I collect nine bodies off the floor, all the time aware that the survivors are staring at me from the confines of their plastic bubble prison.
“Look away,” I tell them.
I bury the dead in a growing little graveyard at the edge of the woods behind the house.
Thank you, I think to them, like they were lending me a cup of sugar or something. Back inside, I try to make amends to the survivors. When I open the cage they all race to the very top of the structure, farthest away from the door, from my hands. They stare at me accusing.
“Life is a suck fest sometimes,” I inform them. I change the shavings in the cage, fill up the water, which is almost gone and add more pellets and seeds to the food dispenser. I notice baby rats huddled inside a chewed toilet paper roll. They are hairless little slugs, straining to see with half-closed eyes. Circle of life or some bullshit like that.
Then I keep going with my Cinderella on steroids routine. I vacuum. I dust. I throw out the food that’s gone bad in the fridge. I clean all the mirrors, the windows, alphabetize Gabe’s movies, wrap the wires around the controllers of his PlayStation. I even change the batteries in the remote.
Every couple of minutes I take the phone out of my pocket and try to stare it into the submission. I call Tarren’s phone every hour and hang up when the robotic voicemail message kicks in. I mop. I switch the clothes from the washer to the dryer. I clean Gabe’s room from top to bottom, match his socks, put his laptop on his newly-polished desk.
Tarren forgot to lock his bedroom, so, what the hell, I go in.
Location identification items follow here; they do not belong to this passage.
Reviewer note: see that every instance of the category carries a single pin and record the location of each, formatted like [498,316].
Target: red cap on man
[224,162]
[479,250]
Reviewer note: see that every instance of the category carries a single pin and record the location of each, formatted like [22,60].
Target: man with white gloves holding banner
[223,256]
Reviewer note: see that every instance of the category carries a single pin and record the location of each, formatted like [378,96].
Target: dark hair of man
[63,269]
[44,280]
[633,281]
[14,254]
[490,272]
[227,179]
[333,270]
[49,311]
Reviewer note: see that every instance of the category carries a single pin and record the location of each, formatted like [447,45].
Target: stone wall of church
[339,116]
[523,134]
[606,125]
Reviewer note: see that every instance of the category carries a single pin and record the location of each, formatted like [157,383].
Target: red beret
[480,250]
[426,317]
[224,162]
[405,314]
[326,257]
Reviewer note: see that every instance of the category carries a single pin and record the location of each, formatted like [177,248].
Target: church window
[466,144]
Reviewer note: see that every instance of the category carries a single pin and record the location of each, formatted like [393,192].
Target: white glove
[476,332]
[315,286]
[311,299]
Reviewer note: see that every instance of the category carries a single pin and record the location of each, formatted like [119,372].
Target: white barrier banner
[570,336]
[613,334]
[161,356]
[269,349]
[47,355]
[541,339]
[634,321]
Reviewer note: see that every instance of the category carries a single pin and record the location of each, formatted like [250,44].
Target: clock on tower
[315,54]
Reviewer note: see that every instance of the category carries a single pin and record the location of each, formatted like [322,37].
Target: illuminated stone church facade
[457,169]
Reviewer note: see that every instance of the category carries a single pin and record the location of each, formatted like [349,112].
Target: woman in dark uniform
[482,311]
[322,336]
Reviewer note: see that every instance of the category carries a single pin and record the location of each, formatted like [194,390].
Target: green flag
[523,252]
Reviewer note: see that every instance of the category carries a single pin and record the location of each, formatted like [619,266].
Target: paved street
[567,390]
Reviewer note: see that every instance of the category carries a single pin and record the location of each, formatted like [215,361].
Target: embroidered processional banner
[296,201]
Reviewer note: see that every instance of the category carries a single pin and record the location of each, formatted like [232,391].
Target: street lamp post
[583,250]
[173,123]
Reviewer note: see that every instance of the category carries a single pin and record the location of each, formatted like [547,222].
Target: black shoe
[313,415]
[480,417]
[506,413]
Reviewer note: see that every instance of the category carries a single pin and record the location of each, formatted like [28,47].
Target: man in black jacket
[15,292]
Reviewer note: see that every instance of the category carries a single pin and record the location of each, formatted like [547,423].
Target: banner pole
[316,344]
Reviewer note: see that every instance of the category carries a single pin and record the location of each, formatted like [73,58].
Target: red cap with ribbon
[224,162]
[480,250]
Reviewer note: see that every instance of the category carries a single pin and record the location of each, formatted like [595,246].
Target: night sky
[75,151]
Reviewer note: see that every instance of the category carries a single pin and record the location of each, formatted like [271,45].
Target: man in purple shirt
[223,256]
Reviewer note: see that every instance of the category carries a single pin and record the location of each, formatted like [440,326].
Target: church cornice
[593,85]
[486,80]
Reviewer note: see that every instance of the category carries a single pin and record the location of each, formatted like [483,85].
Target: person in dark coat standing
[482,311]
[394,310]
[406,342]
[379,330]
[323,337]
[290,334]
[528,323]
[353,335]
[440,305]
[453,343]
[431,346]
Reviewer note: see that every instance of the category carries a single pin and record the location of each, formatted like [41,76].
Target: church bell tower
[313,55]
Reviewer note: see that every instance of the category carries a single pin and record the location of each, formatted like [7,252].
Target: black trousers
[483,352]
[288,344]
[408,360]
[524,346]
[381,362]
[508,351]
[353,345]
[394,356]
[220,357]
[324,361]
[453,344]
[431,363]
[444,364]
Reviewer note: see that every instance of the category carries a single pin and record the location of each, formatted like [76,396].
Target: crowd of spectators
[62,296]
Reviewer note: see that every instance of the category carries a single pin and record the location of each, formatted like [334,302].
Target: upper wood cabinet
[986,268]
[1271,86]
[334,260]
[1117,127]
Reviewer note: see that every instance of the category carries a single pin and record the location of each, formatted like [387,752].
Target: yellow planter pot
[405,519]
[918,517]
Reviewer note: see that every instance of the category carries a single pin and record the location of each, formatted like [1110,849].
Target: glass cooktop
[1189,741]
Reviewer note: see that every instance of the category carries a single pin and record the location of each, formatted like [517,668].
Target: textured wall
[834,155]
He doesn’t have a single poster on his wall. No pictures. No books. No Playboys under the bed or doobies stashed in the back of his drawers. If he weren’t a fanatic vigilante, Tarren would be the most boring person on the planet.
There’s not much to clean, and he’s such a neat freak anyway. His socks, of course, are all matched and stacked neatly in his drawer. The only thing I find to do is wash some blood stains off the light switch, the closet door handle and the mirror on the other side. Right there across the cracked glass is a foggy, bloody handprint. I match my hand to his. The tips of his fine, long fingers stretch above my nails.
I put all Tarren’s cleaned clothes away and set his duffle bag at the foot of his bed. I unzip the side pocket, remove Diana’s worn copy of The Odyssey and lay it on his nightstand. I pull his notebook from the other side pocket and handle it awkwardly. I flip through the pages filled with his neat block handwriting then close it abruptly. Clearly, this is wrong. Clearly, Tarren’s notes are private. Clearly, if we are ever to learn to respect each other and mend our disastrous relationship, I need to do right by him.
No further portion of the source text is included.